# LING 242 Python Lecture 7: Text processing

* Sentence segmentation
* Tokenization
* Lemmatization and Stemming
* POS tagging
* End-to-end preprocessing with SpaCy
* T/F questions

## Sentence segmentation

For many computational linguistics applications, the sentence is a key unit of processing. All modern written languages have an end-of-sentence marker. For some languages, like Chinese, this marker is unambigious and so getting the sentences of the text is very easy.

In [1]:
zh_text = "你好。我叫J。我是老师。"

zh_sents = zh_text.split("。")
zh_sents

['你好', '我叫J', '我是老师', '']

However, English is not so easy because the period (".") is ambiguous. It has various uses. This is true for many other European languages as well.

In [2]:
en_text = "The luxury auto maker last year sold 1,214 cars in the U.S. Howard Mosher, president and chief executive officer, said he anticipates growth for the luxury auto maker in Britain and Europe, and in Far Eastern markets."

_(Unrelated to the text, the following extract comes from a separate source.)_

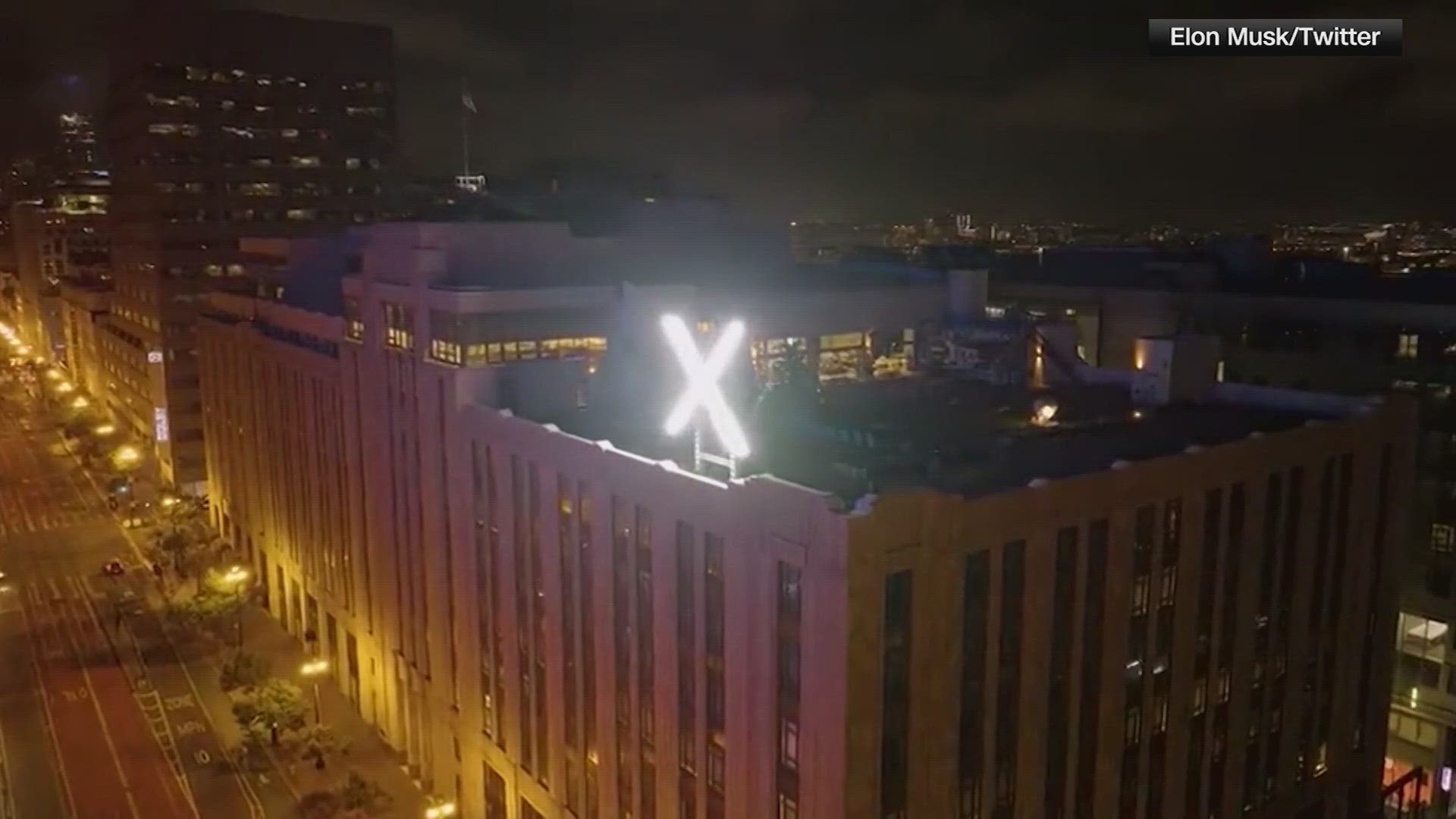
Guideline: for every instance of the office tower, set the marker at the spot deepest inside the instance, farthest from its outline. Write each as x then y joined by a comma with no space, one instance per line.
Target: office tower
1094,594
220,127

for sent in en_text.split("."):
    print(sent)


The luxury auto maker last year sold 1,214 cars in the U
S
 Howard Mosher, president and chief executive officer, said he anticipates growth for the luxury auto maker in Britain and Europe, and in Far Eastern markets



There are ways to improve things considerably. 

For major languages with significant ambiguity, you'll probably want to use a dedicated sentence splitter, which NLTK has for some languages. But don't expect perfection!

In [3]:
import nltk

from nltk import sent_tokenize

sent_tokenize(en_text)

['The luxury auto maker last year sold 1,214 cars in the U.S. Howard Mosher, president and chief executive officer, said he anticipates growth for the luxury auto maker in Britain and Europe, and in Far Eastern markets.']

In [4]:
import nltk
tokenizer = nltk.tokenize.punkt.PunktSentenceTokenizer()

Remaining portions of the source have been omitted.